“But I cannot, I cannot,” I said. “I love him, and I cannot give him up!”
“Let us ask God to help you,” said Father Dan, and still holding my hand he drew me down to my knees and knelt beside me. The room was dark by this time, and only the sullen glow from the peat fire was on our faces.
Then in a low voice, so low that it was like his throbbing whisper before the altar, when he raised the Sacred host, Father Dan prayed for me (calling me his dear child whom God had committed to his care) that I might keep my marriage vow and be saved from the temptation to break it.
His beautiful prayer or his throbbing voice, or both together, had a great effect upon me, and when I rose to my feet, I felt stronger. Although Martin was as dear to me as ever, I thought I saw my way at last. If he loved me as I loved him, I had to be brave for both of us. I had to oppose to the carnal instinct of love the spiritual impulse of renunciation. Yes, yes, that was what I had to do.
Father Dan saw me to the door.
“Give my love to my boy,” he said, “and don’t forget what I told you to tell him.”
“I’ll tell him,” I replied, for though I knew my heart was bleeding I felt calm and more courageous.
It was milking time and the cows were lowing in the byre when I crossed the fields and the farm-yard on my way back to my father’s house.
Early next morning I left it for Castle Raa.
Although it was mid-day before I reached the Castle, the gate to the park had not been opened, the drive was deserted and even the great door to the house itself was closed.

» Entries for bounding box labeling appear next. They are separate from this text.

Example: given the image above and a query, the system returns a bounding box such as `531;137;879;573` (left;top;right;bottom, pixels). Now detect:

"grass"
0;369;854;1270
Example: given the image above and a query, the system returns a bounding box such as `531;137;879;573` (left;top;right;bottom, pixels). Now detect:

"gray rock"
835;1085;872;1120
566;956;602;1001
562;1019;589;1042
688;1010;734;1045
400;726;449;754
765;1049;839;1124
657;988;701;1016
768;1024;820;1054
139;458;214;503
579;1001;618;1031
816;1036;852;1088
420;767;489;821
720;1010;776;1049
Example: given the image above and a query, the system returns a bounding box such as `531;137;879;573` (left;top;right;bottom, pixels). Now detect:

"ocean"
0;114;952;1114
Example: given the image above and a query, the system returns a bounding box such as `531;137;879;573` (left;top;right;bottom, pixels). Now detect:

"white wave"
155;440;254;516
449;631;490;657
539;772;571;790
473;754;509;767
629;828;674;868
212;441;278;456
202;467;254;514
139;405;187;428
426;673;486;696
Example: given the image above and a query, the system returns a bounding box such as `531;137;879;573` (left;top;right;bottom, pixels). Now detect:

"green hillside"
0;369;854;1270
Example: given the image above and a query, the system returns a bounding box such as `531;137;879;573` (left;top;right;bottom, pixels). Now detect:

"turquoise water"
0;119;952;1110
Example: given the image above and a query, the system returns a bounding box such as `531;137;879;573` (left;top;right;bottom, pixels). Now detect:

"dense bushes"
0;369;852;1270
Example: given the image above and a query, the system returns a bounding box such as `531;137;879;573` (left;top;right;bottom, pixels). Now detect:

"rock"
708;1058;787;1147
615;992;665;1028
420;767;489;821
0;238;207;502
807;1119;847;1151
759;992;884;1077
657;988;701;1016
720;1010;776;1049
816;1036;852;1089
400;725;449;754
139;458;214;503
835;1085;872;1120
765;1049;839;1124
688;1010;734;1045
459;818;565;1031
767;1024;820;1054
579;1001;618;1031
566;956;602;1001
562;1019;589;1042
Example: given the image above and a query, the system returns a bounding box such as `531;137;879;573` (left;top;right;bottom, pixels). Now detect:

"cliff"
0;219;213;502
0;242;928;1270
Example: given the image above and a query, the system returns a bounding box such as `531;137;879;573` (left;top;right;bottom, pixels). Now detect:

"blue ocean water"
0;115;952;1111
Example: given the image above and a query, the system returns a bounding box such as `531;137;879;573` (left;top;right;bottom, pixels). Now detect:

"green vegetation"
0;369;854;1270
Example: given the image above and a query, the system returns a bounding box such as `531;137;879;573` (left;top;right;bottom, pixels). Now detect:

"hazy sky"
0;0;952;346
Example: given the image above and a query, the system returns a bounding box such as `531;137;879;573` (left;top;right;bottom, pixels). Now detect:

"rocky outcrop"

And when, in answer to my ringing, one of the maids came after a certain delay, wearing neither apron nor cap, I found the hall empty and no sign of life in the house, except a shrill chorus of laughter which came from the servants’ quarters.
“What’s the meaning of this?” I asked, but before the girl could reply, Price who had come down to take my wraps said:
“I’ll tell your ladyship presently.”
As we were going upstairs she told me that the entire house-party had that morning gone off on a cruise in Mr. Eastcliff’s yacht, that they would be away several days, and that Madame had left a letter for me which was supposed to explain everything.
I found it on the mantelpiece in my boudoir under an open telegram which had been stuck into the edge of the bevelled glass. The telegram, which was addressed to me, was from Martin.
"Expect to arrive
to-morrow evening. Staying until Wednesday
afternoon. If not convenient wire Principal’s House, King George’s
“That means to-day,” said Price. “The telegram came yesterday. Madame opened it and she told me to say—”
“Let me read her letter first,” I said.